If you're flying in December–January when fog is rampant (but remember, fog doesn't qualify), or if you catch SpiceJet on a bad operational day, your real-world probability can shoot even higher.
The Catch (There's Always a Catch)
Here's where I have to be honest with you, like a relative who ruined your career optimism at a family dinner.
1. Indian airlines are legendary at not paying up. IndiGo spent just ₹18,000 on compensation in all of 2022, despite thousands of cancellations. Air India has been fined multiple times for simply refusing to give passengers hotel rooms or money they're legally owed. Claiming compensation involves: finding the right form, submitting it, waiting, following up, waiting more, escalating to DGCA, and still possibly getting a voucher.
2. The amounts are small. ₹10,000 sounds okay until you factor in that you spent ₹400 on airport parking, ₹300 on chai and biscuits while waiting, and 6 hours of your life that you will never get back.
3. Extraordinary circumstances. Airlines love this clause. Fog? Extraordinary. Air Traffic Control? Extraordinary. The pilot "feeling unwell"? Extraordinary. The airline having bad vibes? Probably also extraordinary.
The Verdict
Can you profit from Indian flight delays?
Technically, yes. If you book a SpiceJet flight from Delhi to Patna on a foggy January morning, pray the fog clears just enough for the flight to attempt departure (so it's not weather-related), and then get delayed for 2+ hours due to operational reasons, you stand a reasonable chance of walking away with more money than your ticket cost.

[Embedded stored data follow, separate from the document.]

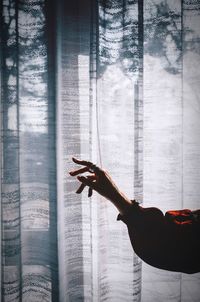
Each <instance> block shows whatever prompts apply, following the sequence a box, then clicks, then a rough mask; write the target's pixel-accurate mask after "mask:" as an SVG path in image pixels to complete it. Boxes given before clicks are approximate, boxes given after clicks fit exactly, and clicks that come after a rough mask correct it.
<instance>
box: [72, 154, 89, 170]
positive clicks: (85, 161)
mask: <svg viewBox="0 0 200 302" xmlns="http://www.w3.org/2000/svg"><path fill="white" fill-rule="evenodd" d="M72 160H73V162H75V163H76V164H79V165H83V166H86V167H88V168H89V167H90V166H91V165H92V163H91V162H90V161H86V160H80V159H77V158H75V157H72Z"/></svg>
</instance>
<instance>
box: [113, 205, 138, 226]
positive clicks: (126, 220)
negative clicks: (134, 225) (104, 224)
mask: <svg viewBox="0 0 200 302" xmlns="http://www.w3.org/2000/svg"><path fill="white" fill-rule="evenodd" d="M131 202H132V204H131V208H130V210H129V211H128V212H127V213H125V214H123V215H121V214H118V216H117V220H121V221H123V222H124V223H125V224H127V225H130V224H132V222H133V219H134V220H135V219H136V215H137V216H138V213H139V212H140V206H139V203H138V202H137V201H135V200H131Z"/></svg>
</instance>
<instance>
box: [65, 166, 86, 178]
mask: <svg viewBox="0 0 200 302" xmlns="http://www.w3.org/2000/svg"><path fill="white" fill-rule="evenodd" d="M85 172H90V171H89V168H88V167H84V168H81V169H78V170H74V171H70V172H69V174H70V175H71V176H76V175H78V174H81V173H85Z"/></svg>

Practically speaking, you will spend this money on airport food, lose a day of your life, and develop a deeply personal relationship with a blue plastic chair.

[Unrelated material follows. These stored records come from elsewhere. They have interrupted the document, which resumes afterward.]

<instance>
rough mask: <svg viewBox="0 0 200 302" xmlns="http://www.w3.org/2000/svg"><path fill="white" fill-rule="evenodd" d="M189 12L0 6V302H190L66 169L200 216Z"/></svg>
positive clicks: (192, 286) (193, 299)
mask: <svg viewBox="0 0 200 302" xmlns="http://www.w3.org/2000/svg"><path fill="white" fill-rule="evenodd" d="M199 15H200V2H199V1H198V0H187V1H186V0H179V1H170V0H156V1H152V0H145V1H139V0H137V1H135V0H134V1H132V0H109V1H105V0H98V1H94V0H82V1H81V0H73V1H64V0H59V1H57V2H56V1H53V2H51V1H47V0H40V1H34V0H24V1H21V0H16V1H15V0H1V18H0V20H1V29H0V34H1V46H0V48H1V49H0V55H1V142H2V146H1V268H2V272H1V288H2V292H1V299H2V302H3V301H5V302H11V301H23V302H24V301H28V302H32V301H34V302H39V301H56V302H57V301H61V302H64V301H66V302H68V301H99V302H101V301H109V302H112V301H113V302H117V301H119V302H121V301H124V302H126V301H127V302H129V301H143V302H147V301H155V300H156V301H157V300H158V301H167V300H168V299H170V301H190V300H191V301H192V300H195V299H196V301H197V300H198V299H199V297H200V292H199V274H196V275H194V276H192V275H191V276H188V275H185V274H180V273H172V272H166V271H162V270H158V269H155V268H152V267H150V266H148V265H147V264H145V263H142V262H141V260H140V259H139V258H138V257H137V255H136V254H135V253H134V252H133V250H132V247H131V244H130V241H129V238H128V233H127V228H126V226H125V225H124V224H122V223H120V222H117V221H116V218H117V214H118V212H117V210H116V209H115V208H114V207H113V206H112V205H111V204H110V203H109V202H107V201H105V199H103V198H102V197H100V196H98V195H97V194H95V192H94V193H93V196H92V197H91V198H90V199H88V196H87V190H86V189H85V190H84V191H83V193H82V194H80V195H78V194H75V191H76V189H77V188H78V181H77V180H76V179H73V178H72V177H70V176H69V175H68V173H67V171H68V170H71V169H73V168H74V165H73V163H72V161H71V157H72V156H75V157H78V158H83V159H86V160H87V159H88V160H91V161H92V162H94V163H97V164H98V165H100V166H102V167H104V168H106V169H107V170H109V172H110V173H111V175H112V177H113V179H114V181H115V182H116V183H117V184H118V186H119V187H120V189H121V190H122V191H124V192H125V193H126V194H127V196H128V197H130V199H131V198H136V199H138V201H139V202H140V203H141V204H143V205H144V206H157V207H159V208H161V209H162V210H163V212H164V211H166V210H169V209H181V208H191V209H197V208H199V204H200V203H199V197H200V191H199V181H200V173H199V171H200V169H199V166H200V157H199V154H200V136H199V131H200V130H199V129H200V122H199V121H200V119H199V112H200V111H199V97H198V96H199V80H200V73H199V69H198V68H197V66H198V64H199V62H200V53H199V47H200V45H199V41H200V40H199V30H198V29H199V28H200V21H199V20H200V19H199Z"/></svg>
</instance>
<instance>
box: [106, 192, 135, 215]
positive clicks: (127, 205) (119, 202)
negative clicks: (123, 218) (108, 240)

But unlike the EU, where a delay gets you a cheque for €600 and some dignity, in India, the real compensation is the friends we made while queued up at the airline counter for four hours — and the phone numbers we exchanged to file a collective DGCA complaint.
Travel safe. Carry snacks. Know your rights.
And maybe just take the train.
Data sources: DGCA monthly on-time performance reports, Parliament responses on flight cancellations (2022–2024), Wikipedia's IndiGo 2025 scheduling crisis article, and the collective trauma of Indian air travellers.